Sunday, April 18, 2010

Does Academic Writing Style Prevent Knowledge Application

Rachel Toor has an excellent article in the Chronicle of Higher Ed (online) which discusses the writing style of academics. This article explores some of the problems with academic writing and prescribes some solutions from Orwell, who evidently recognized the pompous and unclear nature of academic writing during his day.

While this subject might initially seem tangential to KM, I think it is central to the gap between practitioners and academics. I am not advocating we turn complex research or ideas into bulleted lists. But the passive and obfuscating writing style that academics use is not conducive to knowledge sharing. Fellow academics will admit to not reading journals as thoroughly as they should (and they are the primary audience!). It is rare to find practitioners who read academic articles.

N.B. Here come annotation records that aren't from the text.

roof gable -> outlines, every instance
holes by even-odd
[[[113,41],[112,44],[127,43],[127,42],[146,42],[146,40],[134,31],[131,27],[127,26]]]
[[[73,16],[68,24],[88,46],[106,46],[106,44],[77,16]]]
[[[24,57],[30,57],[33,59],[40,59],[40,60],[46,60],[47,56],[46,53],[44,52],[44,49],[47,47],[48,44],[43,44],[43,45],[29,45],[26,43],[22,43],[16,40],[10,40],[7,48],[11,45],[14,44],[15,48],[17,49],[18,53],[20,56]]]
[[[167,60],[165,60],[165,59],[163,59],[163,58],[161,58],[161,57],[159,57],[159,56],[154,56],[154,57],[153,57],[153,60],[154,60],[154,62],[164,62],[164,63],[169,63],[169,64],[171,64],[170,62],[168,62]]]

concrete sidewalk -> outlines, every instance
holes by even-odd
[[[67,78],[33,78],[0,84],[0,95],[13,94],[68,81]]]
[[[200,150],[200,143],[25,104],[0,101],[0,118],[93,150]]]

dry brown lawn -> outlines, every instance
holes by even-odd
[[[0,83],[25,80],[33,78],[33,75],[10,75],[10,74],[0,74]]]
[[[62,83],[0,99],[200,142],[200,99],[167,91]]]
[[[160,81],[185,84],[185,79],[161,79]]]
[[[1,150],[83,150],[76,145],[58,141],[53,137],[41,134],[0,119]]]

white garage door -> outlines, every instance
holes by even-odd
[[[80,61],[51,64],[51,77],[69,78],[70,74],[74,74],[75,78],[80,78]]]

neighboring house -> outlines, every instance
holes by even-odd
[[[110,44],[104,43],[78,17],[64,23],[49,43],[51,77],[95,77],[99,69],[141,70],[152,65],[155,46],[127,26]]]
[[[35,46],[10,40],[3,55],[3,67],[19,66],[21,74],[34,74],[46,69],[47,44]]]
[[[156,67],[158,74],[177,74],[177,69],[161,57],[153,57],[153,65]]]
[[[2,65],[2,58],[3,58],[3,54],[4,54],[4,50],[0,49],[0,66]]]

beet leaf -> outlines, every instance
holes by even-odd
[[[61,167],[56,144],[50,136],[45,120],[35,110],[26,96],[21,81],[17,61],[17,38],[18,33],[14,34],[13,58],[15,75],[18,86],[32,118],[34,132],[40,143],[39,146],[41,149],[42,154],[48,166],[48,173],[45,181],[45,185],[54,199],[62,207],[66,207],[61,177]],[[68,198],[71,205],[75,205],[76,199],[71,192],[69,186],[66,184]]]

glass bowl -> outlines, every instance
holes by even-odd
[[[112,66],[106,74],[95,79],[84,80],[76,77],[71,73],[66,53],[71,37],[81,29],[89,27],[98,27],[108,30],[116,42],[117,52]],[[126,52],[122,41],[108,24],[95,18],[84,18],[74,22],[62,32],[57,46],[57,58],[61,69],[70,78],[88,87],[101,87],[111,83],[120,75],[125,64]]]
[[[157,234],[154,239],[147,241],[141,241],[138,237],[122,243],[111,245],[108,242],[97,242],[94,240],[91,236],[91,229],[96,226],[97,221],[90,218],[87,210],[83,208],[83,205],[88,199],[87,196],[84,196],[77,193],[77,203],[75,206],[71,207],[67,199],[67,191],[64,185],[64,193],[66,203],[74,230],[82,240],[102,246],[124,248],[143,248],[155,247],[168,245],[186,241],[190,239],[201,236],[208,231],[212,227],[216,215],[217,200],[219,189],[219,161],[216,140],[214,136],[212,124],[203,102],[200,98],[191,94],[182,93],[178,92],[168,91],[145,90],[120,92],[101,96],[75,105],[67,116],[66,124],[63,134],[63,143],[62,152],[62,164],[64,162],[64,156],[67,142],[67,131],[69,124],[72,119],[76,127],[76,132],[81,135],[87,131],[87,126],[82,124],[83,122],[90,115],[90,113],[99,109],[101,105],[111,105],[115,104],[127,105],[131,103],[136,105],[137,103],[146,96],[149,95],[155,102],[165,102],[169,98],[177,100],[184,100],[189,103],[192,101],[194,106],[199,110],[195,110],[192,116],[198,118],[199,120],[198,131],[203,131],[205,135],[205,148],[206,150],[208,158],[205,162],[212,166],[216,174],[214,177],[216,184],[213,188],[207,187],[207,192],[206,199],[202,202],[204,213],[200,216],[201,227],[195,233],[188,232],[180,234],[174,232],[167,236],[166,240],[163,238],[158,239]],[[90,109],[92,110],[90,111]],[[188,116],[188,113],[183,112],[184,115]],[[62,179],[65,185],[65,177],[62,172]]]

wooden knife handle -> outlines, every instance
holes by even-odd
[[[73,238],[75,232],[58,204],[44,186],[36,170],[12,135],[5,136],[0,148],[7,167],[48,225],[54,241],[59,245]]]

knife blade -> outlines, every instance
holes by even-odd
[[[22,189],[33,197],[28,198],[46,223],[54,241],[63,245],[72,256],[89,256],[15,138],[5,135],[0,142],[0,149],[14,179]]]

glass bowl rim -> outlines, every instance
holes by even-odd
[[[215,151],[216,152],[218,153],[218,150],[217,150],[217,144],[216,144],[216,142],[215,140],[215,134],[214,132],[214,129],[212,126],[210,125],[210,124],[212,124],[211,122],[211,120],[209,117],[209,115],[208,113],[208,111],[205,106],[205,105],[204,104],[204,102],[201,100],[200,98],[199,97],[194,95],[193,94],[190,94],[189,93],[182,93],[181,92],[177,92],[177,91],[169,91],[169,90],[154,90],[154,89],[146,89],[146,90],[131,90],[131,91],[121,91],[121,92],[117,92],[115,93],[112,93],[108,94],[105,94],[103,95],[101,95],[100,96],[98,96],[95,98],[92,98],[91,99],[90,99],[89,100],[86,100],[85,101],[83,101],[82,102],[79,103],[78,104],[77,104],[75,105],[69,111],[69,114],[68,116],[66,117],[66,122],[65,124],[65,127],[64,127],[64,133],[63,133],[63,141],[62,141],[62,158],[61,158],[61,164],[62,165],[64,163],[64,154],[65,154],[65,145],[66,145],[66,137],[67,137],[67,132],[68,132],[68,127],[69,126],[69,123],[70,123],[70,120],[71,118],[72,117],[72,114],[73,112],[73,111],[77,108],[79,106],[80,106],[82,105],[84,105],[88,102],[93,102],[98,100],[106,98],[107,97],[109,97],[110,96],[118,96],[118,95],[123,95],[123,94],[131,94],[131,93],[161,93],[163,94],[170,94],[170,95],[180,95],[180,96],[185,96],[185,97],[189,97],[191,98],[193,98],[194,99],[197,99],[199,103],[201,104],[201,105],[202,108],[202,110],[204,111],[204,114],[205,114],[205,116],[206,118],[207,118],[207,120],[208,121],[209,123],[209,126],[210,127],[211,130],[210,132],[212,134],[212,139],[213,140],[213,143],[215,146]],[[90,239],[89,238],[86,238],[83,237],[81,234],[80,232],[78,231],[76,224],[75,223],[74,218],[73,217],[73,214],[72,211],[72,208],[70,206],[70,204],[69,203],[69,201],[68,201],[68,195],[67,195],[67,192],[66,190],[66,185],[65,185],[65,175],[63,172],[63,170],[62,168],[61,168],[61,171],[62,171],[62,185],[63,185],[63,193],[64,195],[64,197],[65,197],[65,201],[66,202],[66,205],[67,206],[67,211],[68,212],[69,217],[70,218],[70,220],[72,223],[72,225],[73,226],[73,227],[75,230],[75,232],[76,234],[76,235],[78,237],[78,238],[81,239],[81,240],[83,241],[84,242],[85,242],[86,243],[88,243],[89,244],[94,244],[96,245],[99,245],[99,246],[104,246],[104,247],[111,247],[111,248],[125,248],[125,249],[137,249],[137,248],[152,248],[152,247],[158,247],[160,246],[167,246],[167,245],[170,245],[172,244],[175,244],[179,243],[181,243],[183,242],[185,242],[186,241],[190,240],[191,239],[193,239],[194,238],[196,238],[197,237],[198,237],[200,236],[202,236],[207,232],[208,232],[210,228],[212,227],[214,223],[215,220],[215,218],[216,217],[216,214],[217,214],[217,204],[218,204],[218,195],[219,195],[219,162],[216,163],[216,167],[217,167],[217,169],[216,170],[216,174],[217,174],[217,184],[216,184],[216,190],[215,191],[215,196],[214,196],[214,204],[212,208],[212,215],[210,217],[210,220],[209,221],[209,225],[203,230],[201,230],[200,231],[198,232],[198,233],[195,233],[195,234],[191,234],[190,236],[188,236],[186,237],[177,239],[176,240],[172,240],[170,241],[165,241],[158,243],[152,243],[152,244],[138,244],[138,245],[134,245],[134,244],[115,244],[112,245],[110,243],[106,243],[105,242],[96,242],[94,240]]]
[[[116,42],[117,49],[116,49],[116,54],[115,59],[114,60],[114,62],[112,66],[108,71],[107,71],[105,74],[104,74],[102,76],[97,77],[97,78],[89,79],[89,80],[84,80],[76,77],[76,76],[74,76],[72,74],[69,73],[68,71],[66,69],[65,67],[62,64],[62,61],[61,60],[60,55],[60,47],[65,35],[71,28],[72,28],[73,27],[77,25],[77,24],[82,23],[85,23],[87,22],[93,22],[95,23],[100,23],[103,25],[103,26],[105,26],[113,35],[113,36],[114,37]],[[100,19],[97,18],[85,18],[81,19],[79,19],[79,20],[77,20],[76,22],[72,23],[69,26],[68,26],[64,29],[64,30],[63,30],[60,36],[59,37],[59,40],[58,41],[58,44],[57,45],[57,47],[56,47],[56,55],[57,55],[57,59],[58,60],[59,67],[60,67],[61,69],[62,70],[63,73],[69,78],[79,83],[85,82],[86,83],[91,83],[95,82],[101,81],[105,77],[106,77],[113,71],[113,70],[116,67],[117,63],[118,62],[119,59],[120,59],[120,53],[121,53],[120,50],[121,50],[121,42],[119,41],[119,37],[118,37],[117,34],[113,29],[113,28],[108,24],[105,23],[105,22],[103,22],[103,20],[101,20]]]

The solution? Reward the idea and the application of the idea, not how complex we can make the idea sound. This might actually be possible as journals lose their print foothold (read dominance) and are forced to consider alternative audiences, channels, and revenue models. However, if we stripped away some of the complexity behind the description of academic ideas, maybe many of the ideas would look a little silly and underdeveloped. But that's ok. Because we could widen the audience and succeed in building upon and applying ideas across disciplines. The comments to Ms. Toor's article seem to support the idea that even academics understand the problems with their writing. But I really don't see change coming. Many people have gotten tenure with silly or underdeveloped ideas cloaked in pretentious sounding language.